Posted June 28, 2012
Equal of the Sun by Anita Amirrezvani is a fictional book taking place in 16th Century Iran. The story blends a mix of historical and fictional characters to create an intriguing novel.
When the Shah of Iran dies, his court is thrown into a turmoil. Princess Pari, the Shah’s daughter, knows more about the affairs of the state than any other palace dweller. Together with her closest advisor, the eunuch Javaher, Pari tries to wield power from her golden cage.
I have never heard of Iranian princess Pari Khan Khanoom so I was thrilled to read Equal of the Sun by Anita Amirrezvani as my introduction to this fascinating woman. The book’s fascinating descriptions of Persian traditions and culture is its biggest strength and most captivating aspect. The parts which looked into court life, palace intrigue and royal family politics were especially appealing.
Most of the book focuses on how the cultural conventions pertain to the women in the court.

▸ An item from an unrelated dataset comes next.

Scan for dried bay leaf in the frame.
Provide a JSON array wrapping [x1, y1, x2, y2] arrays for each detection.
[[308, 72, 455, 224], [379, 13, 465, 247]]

The story is told through the eyes of Javaher, a eunuch (by choice!) who is working for Princess Pari. Some of the graphic aspects of the story made me, as a man, feel very uncomfortable including a graphic description of the castration procedure which gives me shivers to this day.
I did enjoy reading the book, the story was good but I would have liked it if the author would have stuck more to the historical and cultural aspects of the story instead of weaving in a mystery. However, the flowery language and gorgeous narrative had me appreciate the novel from the first page.